Others fires include:
- Ana Fire
- Blanket Creek Fire
- Indian Creek Fire
- Upper Mine Fire
- Horse Prairie Fire – Douglas County, Oregon
- Jade Creek Fire – Fremont–Winema National Forest
- Potato Hill Fire – Willamette National Forest
- Nash Fire – Willamette National Forest and Deschutes National Forest
- North Pelican Fire – Fremont-Winema National Forest

==Fires on ODF land==
The majority of the burned area within Oregon Department of Forestry (ODF) held land occurred within the SOA fire region which includes the districts: Southwest, Coos, Douglas, South Cascade, and Western Lane. The SOA fire region experienced 38,384.33 acres of burned land. The EOA fire region had the second highest amount of burned area and includes the fire districts of: Central Oregon, Northeast Oregon, Klamath- Lake, and Walker Range. This fire region experienced a total of 4,992.6 acres of burned land.
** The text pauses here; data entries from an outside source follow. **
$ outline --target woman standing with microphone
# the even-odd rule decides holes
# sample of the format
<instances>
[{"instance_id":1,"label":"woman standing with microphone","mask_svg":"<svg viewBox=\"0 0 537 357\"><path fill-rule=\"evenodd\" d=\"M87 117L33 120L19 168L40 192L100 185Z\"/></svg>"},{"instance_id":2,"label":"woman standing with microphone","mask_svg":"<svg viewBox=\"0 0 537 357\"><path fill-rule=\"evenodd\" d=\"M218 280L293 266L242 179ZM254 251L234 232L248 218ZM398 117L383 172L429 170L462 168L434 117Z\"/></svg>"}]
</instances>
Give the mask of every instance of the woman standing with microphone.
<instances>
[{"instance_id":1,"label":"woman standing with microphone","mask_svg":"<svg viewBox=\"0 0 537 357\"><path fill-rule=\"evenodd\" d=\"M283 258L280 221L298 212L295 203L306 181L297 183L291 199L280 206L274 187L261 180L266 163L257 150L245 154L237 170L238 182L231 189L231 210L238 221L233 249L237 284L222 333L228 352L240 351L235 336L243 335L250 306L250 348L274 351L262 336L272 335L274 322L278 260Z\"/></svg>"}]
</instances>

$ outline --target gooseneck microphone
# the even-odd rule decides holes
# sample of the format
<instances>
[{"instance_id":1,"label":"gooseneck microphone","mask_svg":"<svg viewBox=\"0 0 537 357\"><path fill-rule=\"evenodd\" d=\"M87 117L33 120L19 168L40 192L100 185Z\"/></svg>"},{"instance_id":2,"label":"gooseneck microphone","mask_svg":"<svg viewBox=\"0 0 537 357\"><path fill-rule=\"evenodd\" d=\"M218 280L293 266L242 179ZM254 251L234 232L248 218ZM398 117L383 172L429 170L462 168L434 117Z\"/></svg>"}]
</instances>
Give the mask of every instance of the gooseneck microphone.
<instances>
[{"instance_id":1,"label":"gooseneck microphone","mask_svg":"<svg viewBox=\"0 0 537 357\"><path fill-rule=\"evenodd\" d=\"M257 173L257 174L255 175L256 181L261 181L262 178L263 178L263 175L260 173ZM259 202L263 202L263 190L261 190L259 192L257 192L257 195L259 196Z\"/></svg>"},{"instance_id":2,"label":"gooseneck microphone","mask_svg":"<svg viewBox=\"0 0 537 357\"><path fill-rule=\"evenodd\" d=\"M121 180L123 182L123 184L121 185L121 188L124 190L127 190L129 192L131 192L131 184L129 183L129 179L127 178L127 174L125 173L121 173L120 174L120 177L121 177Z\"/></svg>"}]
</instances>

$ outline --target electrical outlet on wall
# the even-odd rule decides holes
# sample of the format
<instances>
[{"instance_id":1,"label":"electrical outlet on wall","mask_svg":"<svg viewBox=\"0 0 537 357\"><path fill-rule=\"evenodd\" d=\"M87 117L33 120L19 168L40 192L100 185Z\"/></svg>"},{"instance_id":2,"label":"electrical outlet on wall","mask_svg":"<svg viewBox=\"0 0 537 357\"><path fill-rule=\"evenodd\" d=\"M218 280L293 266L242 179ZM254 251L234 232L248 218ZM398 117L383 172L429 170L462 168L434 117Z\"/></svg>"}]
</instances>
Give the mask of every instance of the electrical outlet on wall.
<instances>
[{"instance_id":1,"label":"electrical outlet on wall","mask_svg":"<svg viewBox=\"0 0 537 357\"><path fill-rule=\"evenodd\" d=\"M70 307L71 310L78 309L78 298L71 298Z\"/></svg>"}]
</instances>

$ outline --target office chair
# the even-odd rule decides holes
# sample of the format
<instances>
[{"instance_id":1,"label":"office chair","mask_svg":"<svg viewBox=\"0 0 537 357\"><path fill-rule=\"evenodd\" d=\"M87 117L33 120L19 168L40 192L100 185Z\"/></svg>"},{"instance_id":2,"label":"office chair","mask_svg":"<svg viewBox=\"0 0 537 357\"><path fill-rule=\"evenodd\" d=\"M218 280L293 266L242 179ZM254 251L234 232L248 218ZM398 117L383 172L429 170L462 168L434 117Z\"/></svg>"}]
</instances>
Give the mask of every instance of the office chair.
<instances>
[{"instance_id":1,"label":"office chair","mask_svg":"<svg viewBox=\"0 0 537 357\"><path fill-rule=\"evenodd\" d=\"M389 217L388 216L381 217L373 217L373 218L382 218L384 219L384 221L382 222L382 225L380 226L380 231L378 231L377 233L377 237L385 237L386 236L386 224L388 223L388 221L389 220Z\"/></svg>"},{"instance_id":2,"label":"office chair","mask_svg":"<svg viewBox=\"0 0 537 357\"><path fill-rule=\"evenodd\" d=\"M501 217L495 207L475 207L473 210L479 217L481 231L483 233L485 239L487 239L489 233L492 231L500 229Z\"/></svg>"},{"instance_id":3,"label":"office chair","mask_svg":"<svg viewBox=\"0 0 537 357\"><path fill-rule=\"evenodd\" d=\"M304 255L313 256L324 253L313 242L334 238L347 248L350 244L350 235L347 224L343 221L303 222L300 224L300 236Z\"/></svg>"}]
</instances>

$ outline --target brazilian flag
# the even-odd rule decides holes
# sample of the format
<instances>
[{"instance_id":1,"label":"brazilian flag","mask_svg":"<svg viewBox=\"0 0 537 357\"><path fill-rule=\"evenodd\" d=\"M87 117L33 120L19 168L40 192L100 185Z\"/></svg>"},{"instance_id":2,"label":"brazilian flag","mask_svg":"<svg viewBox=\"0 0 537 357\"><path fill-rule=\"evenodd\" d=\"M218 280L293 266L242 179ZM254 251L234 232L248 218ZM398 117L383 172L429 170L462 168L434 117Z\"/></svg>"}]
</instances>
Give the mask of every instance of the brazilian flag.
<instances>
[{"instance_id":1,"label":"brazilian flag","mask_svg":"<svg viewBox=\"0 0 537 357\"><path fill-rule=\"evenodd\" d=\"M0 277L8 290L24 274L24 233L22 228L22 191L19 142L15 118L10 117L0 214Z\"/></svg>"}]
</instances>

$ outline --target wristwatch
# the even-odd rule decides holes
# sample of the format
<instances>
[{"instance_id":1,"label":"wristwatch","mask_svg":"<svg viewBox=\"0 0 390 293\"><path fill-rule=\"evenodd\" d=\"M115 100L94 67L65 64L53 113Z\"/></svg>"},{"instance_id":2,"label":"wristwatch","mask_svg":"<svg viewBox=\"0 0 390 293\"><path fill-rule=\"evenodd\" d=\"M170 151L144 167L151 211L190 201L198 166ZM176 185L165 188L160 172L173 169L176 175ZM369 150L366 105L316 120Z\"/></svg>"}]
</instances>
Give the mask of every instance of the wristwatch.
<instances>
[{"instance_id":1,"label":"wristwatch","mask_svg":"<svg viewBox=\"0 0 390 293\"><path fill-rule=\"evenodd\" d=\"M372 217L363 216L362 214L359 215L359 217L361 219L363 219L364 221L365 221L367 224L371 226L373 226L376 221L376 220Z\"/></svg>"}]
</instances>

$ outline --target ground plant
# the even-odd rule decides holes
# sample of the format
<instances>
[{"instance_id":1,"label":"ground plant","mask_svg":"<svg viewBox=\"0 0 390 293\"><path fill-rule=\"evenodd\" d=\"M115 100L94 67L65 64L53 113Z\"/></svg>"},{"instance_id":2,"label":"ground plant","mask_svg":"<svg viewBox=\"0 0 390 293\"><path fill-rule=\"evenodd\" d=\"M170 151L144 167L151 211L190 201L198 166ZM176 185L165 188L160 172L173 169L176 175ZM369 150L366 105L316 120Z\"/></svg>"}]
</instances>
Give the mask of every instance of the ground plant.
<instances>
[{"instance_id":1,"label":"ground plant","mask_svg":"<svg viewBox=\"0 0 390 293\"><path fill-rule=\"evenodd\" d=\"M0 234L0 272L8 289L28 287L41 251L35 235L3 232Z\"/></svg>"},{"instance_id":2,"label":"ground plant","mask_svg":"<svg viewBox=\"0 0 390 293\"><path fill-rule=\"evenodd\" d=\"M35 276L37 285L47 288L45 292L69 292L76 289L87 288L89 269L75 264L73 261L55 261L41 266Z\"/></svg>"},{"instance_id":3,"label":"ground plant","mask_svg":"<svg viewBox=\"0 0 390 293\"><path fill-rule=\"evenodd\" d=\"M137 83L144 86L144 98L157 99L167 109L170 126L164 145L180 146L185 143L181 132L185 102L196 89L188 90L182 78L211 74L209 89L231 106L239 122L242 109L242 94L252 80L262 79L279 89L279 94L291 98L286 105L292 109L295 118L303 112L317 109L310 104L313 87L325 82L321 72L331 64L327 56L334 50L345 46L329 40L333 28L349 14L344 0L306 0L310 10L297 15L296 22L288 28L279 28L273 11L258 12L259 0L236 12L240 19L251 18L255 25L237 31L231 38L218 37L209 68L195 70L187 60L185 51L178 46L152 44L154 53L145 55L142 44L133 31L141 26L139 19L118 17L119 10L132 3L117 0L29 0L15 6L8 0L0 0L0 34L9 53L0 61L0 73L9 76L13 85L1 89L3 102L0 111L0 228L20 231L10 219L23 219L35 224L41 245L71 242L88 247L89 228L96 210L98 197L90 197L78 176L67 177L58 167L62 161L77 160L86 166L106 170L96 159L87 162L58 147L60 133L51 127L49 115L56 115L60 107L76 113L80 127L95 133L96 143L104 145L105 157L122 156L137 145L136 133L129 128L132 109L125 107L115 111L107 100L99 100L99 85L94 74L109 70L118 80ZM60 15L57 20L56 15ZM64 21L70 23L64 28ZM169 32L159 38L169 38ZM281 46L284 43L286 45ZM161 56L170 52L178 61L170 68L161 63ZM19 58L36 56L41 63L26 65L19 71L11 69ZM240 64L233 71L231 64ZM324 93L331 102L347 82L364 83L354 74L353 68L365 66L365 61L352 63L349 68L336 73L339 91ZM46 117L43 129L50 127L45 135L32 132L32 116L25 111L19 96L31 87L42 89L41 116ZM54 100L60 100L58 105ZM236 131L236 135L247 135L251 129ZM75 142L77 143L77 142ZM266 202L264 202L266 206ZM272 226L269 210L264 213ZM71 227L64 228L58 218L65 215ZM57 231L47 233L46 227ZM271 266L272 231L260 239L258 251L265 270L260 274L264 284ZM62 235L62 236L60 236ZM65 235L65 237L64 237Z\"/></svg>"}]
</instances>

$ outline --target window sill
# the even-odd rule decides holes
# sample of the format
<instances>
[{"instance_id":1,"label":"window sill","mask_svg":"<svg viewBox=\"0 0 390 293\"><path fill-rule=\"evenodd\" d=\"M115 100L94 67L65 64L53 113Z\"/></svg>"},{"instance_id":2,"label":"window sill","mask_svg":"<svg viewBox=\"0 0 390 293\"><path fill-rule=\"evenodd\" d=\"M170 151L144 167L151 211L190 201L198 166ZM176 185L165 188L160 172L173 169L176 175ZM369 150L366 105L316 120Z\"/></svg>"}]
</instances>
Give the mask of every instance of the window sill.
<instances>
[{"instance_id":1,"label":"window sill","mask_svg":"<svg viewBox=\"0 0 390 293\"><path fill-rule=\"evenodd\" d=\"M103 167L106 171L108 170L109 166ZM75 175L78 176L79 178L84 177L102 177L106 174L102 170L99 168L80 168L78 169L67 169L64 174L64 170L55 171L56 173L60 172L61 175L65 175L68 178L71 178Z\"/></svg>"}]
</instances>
The NOA saw the least amount of area burned but still had 151 individual fires ignited within the region. The NOA fire region includes the fire districts of: Tillamook, Astoria, Forest Grove, West Oregon, and North Cascade. The fires in this region accounted for a total of 2168.88 acres of burned land. In 2017 the Oregon Department of Forestry had 45,681.5 acres of land burned in their forests.